As all Lyme and Co sufferers know, treatment is a virtual labyrinth.  You have to support your gut, you have to treat the three forms of Borrelia, you usually have to fight against various protozoans, fungus, virus, and things they probably haven’t even named yet!

The following article explains why we get so ill and why it’s so difficult to treat.  Dr. Horowitz calls it MSIDS, or “multi-systemic infectious disease syndrome,” as the term Lyme Disease, frankly just doesn’t explain things adequately from a patient or physician’s perspective or do justice to our suffering.  And perhaps if we can clearly label and define this horrendous disease(s) we will finally start to break through the current barrier that puts is in an isolated underground.

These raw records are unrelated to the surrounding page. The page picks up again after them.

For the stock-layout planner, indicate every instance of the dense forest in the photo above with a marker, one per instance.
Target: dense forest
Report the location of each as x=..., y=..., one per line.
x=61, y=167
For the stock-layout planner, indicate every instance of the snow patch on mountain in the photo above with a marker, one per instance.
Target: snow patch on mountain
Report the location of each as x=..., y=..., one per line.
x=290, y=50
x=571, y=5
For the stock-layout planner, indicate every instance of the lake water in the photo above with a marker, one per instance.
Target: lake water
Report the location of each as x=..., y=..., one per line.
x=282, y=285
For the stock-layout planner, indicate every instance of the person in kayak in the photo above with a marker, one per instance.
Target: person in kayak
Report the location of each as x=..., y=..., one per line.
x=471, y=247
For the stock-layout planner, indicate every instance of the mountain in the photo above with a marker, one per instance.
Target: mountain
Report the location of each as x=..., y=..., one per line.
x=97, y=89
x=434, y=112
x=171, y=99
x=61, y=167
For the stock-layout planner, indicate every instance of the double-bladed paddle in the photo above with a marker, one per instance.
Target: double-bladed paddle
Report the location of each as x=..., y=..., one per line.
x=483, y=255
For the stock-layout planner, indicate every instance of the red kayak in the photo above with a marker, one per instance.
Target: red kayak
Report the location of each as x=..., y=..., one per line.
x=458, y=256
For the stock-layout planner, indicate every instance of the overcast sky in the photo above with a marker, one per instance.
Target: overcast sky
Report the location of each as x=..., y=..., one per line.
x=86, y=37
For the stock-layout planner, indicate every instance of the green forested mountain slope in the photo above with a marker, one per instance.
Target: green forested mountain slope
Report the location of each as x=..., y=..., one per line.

http://lymedisease.org/news/lymepolicywonk/lymepolicywonk-ticks-transmit-a-world-of-disease-and-co-infections-into-the-lives-of-lyme-patients.html

“In the study, researchers collected local ticks and allowed them to feed on laboratory rats that had been bred in captivity and were free of disease. Afterward, they examined the ticks and the rats for bacteria believed to cause disease. Findings? The ticks contained 373 types of bacteria and had transmitted 237 to the rats. The authors concluded there is “unambiguous evidence that there are as-yet unidentified pathogens associated with ticks [which] increases the risk of multiple infections in humans, [leading] to more severe clinical manifestations.”

A single bite can transmit multiple tick-borne diseases or a victim may be co-infected through multiple tick bites from multiple ticks. According to a study of patients in Connecticut and Minnesota, 20% of patients with Lyme disease also showed evidence of a co-infection. LDo’s own recently published survey of over 3,000 patients with chronic Lyme found over 50% had at least one co-infection and 30% had two or more co-infections.

The most common co-infections in the LDo study were Babesia (32%), Bartonella (28%), and Ehrlichia (15%) while a study by Dr. Janet Sperling in Canada found that the most common were Bartonella (36%), Babesia (19%), and Anaplasma (13%).

All reported tickborne diseases have increased significantly over time according to the Institute of Medicine. Between 1992 and 2006, the incidence of Lyme disease increased 101%. Between 2000 and 2008, the incidence of Rocky Mountain Spotted Fever (RMSF) shot up over 400%. Between 2000 and 2007, the incidence of anaplasmosis rose by 275%, while the incidence of ehrlichiosis increased by more than 100%.

Many co-infections threaten more than just the tick host. For example, Babesia can be passed from mother to unborn child and by transfusion. A recent CDC article reveals that the percentage of ticks infected with Babesia in Maine increased from 29% in 1995 to 60% in 2011. A similar study in New York showed that the Babesia co-infection rate was twice as high as previously thought. This increase in infection rates puts residents, babies, and the blood supply at greater risk.”

This is an excellent article to have in your arsenal for educating others.  We simply must get the word out that this isn’t just our problem.  It’s become everyone’s problem.  And it’s far more prevalent than H1N1 or Ebola – which always seems to get all the press.

I encourage you to send family and friends information such as the article above which is short, sweet, and to the point, about how prevalent Lyme and Co really is, how debilitating it can make you, and how it will change your life.  Something within me tells me that WE are going to have to do the footwork on this one.